I will post a pic of the boxes tomorrow. They do have a lip on them. My chickens are all different ages. Yes I read not to use cedar.


----------



## BantamHero (Jan 30, 2013)

There can be many different reasons why your chickens won't all lay!
1.during the winter if you don't have a heat lamp or some sort of light some can be unwilling to lay..
2.not being properly feed can cause issues (if you mix broken down oyster shells with the food it will help make your egg shell stronger)
3. And of course age to young or to old!!


----------



## 1948daydreamer (Sep 9, 2012)

I tried Spanish Moss,thought it would be nice and soft. The chickens didn't like it. But,they seem perfectly happy with just plain old pine needles.


----------



## Pinkter (Aug 19, 2012)

I use pine shavings from the feed store too. They are clean and work nicely.


----------



## Bluerooster (Jan 19, 2013)

1948daydreamer said:


> I tried Spanish Moss,thought it would be nice and soft. The chickens didn't like it. But,they seem perfectly happy with just plain old pine needles.

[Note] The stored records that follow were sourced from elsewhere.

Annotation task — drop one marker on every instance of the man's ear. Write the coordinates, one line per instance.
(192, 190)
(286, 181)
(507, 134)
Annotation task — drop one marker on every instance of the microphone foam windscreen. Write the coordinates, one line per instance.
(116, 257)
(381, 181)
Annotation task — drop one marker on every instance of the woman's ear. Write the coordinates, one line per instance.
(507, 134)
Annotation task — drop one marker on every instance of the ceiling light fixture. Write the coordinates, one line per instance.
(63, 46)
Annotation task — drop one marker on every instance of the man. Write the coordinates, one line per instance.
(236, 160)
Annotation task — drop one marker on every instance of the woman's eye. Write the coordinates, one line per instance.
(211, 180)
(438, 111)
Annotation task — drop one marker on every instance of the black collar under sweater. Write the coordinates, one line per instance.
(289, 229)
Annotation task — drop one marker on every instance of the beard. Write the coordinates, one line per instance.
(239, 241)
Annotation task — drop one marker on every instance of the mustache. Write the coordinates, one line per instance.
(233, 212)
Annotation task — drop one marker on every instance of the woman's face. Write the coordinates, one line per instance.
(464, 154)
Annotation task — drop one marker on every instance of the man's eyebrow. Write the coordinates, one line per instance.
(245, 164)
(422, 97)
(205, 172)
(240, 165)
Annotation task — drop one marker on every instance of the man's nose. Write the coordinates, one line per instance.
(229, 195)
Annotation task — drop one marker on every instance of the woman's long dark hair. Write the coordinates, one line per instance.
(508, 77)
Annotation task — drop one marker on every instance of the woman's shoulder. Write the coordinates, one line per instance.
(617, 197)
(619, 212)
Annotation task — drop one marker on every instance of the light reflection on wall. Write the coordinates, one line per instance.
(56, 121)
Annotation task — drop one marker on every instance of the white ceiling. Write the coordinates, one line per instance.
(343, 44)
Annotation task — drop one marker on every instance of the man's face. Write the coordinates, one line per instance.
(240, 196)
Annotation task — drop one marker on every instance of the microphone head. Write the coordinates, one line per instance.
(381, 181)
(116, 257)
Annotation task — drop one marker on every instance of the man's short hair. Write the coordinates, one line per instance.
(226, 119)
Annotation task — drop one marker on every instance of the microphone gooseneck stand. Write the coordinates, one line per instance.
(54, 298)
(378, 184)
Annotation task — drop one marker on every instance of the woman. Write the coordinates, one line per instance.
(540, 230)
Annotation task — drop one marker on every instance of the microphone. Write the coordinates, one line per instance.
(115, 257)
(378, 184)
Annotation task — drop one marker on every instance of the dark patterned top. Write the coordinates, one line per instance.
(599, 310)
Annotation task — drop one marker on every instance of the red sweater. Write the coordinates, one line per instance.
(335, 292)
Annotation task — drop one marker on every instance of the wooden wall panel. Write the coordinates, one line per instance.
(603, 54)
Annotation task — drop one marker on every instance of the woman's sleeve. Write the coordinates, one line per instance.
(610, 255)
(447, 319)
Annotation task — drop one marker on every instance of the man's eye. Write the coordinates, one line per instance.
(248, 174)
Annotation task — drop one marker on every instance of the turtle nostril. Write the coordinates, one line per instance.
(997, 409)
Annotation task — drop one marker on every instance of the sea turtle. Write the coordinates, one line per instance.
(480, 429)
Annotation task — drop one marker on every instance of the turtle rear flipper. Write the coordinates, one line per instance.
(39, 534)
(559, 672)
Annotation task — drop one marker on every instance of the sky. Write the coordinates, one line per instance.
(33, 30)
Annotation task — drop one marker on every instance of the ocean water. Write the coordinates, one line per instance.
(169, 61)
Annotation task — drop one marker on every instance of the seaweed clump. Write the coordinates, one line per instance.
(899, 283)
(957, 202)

 Spanish moss is full of chiggers. I use either hay, or pine shavings. Sometimes both.


----------



## Circle_U_Farm (Jul 12, 2012)

My layers do the same thing with straw. They are searching for the wheat. I use pine chips in the nests and they leave it in there. I still use straw for the floor of the coops and they keep it all turned over nicely.


----------